← Back to Foundation

JULY 1 2025 PRE PHASE 2 OTP report 01

Documentation for JULY_1_2025_PRE_PHASE_2_OTP_report_01 from the Foundation repository.

OTP Refactor Plan - Document 01: CRITICAL - Stop the Bleeding

Generated: July 1, 2025

Executive Summary

This is the first of five documents outlining a comprehensive plan to transform the Foundation/Jido codebase from “Elixir with OTP veneer” to “proper OTP architecture”. This document focuses on immediate critical fixes that prevent data loss, resource leaks, and system instability.

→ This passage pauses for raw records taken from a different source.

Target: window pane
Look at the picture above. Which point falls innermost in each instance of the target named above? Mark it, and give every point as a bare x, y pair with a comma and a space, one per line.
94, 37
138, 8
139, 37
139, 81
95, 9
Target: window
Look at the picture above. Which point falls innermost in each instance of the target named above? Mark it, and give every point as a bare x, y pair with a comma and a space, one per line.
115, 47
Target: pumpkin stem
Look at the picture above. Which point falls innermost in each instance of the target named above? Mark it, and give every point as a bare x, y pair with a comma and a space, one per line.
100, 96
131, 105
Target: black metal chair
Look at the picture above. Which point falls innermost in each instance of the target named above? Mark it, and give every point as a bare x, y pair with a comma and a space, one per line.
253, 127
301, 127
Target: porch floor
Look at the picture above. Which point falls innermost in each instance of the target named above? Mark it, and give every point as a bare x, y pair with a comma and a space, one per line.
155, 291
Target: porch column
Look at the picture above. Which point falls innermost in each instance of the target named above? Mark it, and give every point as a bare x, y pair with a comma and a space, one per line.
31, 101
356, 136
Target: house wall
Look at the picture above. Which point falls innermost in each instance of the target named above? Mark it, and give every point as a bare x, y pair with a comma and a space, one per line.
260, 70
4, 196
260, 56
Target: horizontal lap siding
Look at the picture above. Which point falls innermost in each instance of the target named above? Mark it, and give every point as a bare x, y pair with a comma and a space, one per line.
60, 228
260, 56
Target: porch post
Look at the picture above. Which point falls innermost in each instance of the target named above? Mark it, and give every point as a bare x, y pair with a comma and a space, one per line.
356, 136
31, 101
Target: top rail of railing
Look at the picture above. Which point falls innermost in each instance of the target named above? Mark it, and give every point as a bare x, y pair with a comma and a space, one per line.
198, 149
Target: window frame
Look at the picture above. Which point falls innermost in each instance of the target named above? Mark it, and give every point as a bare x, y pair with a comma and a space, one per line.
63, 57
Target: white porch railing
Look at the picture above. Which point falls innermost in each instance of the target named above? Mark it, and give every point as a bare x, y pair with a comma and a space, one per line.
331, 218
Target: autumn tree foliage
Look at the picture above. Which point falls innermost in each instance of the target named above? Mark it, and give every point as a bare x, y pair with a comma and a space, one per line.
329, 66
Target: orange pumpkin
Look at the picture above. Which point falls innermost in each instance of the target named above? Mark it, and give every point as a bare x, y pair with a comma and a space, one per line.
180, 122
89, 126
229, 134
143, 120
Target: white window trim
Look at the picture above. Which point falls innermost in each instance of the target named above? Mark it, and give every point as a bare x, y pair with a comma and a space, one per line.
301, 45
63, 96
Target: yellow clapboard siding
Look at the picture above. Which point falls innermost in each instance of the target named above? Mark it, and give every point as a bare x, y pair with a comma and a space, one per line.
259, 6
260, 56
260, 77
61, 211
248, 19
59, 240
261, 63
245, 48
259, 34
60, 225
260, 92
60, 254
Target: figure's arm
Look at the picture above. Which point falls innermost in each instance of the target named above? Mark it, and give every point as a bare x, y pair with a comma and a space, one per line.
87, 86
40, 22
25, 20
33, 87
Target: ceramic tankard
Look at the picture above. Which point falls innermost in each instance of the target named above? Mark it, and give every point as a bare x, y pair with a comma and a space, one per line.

Time Estimate: 2-3 days Risk: These changes touch core functionality but are essential to prevent production disasters Impact: Eliminates the most severe anti-patterns that actively harm system reliability

Context & Required Reading

Before starting, review these documents to understand the severity:

  1. JULY_1_2025_PRE_PHASE_2_OTP_report_gem_02b.md - The “Illusion of OTP” critique
  2. JULY_1_2025_PRE_PHASE_2_OTP_report_gem_01.md - Status of previous fixes
  3. Current code files listed in each stage below

Stage 1.1: Ban Dangerous Primitives (Day 1 Morning)

The Problem

The codebase uses raw spawn/1, Process.put/2, and send/2 for critical operations, bypassing OTP supervision and guarantees.

Action Items

  1. Add Credo Rules to .credo.exs:
%{
  configs: [
    %{
      checks: [
        # Ban unsupervised spawning
        {Credo.Check.Warning.UnsafeExec, [banned_functions: [
          {Process, :spawn, 1},
          {Process, :spawn, 2},
          {Kernel, :spawn, 1},
          {Kernel, :spawn, 2}
        ]]},
        # Ban process dictionary for state
        {Credo.Check.Warning.ProcessDict, []},
        # Custom check for raw send usage
        {Foundation.CredoChecks.NoRawSend, []}
      ]
    }
  ]
}
  1. Create Custom Credo Check at lib/foundation/credo_checks/no_raw_send.ex:
defmodule Foundation.CredoChecks.NoRawSend do
  use Credo.Check,
    base_priority: :high,
    category: :warning,
    explanations: [
      check: """
      Raw send/2 provides no delivery guarantees. Use GenServer.call/cast or
      monitored sends for critical communication.
      """
    ]

  def run(source_file, params) do
    issue_meta = IssueMeta.for(source_file, params)
    
    Credo.Code.prewalk(source_file, &traverse(&1, &2, issue_meta))
  end
  
  defp traverse({:send, meta, _args} = ast, issues, issue_meta) do
    issue = format_issue(issue_meta, 
      message: "Use GenServer.call/cast instead of raw send/2",
      line_no: meta[:line]
    )
    {ast, [issue | issues]}
  end
  defp traverse(ast, issues, _), do: {ast, issues}
end
  1. Fix CI Pipeline - Add to .github/workflows/ci.yml:
- name: Check OTP compliance
  run: |
    mix credo --strict
    # Fail if any dangerous patterns found
    ! grep -r "Process\.spawn\|spawn(" lib/ --include="*.ex"
    ! grep -r "Process\.put\|Process\.get" lib/ --include="*.ex"

Discussion

These primitives are the root of many issues. By banning them at the tooling level, we prevent future regressions while fixing existing violations.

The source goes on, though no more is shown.